Bertoleransi melalui media sosial dapat dilakukan, misalnya, dengan membentuk grup chatt atau akun baru yang mengakomodasi berbagai golongan/kelompok agama maupun etnis dalam satu wadah dan tujuan yang sama.
Atau, memberi pemahaman kepada masyarakat melalui forum-forum dialog di sosial media, untuk senantiasa berhati-hati memahami konten-konten media sosial utamanya yang berbau agama dan kadang berkesan adu domba.
Narasumber lainnya, Peneliti/Anthropolog, M Nur Arifin, berharap generasi milenial perlu kehati-hati saat menggunakan media sosial, supaya tidak terjebak dalam isu-isu yang sensitif.
Faktanya sampai hari ini masih banyak konten negatif bermunculan berupa hoaks, perundungan, ujaran kebencian, isu SARA, radikalisme digital maupun penipuan online.

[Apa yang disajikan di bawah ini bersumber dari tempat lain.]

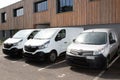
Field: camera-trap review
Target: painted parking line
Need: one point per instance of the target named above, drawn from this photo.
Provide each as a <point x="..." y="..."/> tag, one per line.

Dipandu moderator Harry Perdana, webinar juga menghadirkan narasumber Endi Haryono (Dosen Hubungan Internasional dan Dekan Fakultas Humaniora President University), Akhmad Firmannamal (Praktisi Kehumasan Kementerian Sekretariat Negara RI), dan Gloria Vincentia (Juara 3 Putri Batik Nusantara 2018) selaku key opinion leader. (*)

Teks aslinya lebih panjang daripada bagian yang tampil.